Our Co-Founder and Actor-Manager, Sarah Gobran, considers what Shakespeare might make of the current dating-world, from the perspective of Twelfth Night...

I am currently rehearsing Twelfth Night and once again, I am struck by the endlessly modern parallels to our current lives and just how relevant Shakespeare is.

My role is that of Olivia, the rich Countess (well, not so much a parallel here), who has many suitors (ditto to the lack of parallels) but none of them have managed to capture her heart. Then, out of nowhere comes Cesario who is a girl (Viola) dressed as a boy – and Olivia falls instantly in love with her/him. The love is unrequited, and so, it burns ever stronger. What is denied is desired. Rejection is the greatest aphrodisiac (to quote Madonna, not Shakespeare in this instance).

The rules of dating, it would seem have not changed in 400 years, send too many love poems (WhatsApp messages) to someone and they think you’re too keen; playing “hard to get” is not a modern phenomenon.

Equally, if the chemistry is right, you can turn up with a priest on your second date, and your suitor will say “I do”. You can’t fight chemistry (small print: don’t take my actual advice on this one).

This got me thinking… what is it about the eternal quest for love that captures our imaginations in terms of stories? From Romeo and Juliet to My Best Friend’s Wedding, we cheerlead the finding of love, the connecting of soul mates, the hard-won fight that sees our lovers running off into the sunset together (well not so much for R&J, but you know what I mean).

At the end of Twelfth Night, our heroes and heroines find the love they have been seeking, which despite the hilarious, and sometimes heart-breaking, bumps along the way, we cheer for their resolution. We feel complete when they are completed by another.

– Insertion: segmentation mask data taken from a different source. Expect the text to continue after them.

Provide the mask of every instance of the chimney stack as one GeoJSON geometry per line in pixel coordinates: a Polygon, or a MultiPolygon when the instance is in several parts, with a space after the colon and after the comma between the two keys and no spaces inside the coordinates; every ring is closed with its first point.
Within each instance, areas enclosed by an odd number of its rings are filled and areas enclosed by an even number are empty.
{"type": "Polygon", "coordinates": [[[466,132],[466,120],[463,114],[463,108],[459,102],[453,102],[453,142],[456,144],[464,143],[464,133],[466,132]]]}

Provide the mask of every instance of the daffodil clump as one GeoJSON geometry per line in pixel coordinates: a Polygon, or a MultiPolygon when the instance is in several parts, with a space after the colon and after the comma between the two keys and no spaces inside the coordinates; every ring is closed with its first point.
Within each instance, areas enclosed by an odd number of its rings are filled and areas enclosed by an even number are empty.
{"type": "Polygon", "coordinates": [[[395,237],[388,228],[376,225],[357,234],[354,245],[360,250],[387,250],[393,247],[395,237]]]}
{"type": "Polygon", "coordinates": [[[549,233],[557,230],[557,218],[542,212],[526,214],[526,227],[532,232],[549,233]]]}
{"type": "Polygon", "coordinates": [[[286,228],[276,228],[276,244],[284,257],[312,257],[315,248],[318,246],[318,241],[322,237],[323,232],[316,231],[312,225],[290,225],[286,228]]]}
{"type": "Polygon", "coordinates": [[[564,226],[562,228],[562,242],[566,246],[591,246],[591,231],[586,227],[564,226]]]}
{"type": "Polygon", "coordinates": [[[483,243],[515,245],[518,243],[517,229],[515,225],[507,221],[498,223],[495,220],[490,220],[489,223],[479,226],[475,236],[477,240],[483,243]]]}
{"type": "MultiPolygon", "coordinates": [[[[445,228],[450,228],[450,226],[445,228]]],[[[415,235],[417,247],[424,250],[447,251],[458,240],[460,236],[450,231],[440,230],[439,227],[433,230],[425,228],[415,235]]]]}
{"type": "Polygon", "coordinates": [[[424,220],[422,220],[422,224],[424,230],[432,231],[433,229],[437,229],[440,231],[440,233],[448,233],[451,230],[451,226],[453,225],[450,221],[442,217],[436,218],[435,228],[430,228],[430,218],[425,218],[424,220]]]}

And isn’t that just the way we feel about real life? People feel happy for their single friends when they meet someone. Being in a relationship seems ever important, and yet despite the resources available to us, the same obstacles lie in the way as they did 400 years ago.

My personal on-line dating experiences have (virtually) introduced me to people who would rather post pictures of lampshades, Oreo packets, cars, rain-stained windows and even George Clooney rather than pictures of themselves; whilst others use phrases like “you’re buying drinks ‘til you look like your photo” – a tough ask for those whose pictures are Oreo packets, I should imagine -  and the ever hilarious “looking to leave the singles market before the UK does”. As I rehearse Twelfth Night, I wonder what Shakespeare would make of this.

I have no doubt that he would have made a fantastic comedy of mistaken identity, unrequited and/or obsessive love based on these dating apps. With or without them, the premise still stands. Love is hard to come by and oftentimes painful.

Is there such a thing as “The One” and will fate push us along to find them? Will it be marital bliss when that happens or would some of his characters end up searching for “The Second One” and “The Third One” and so on?

“I do I know not what, and fear to find

Mine eye too great a flatterer for my mind.

Fate, show thy force. Ourselves we do not owe.

What is decreed must be; and be this so.”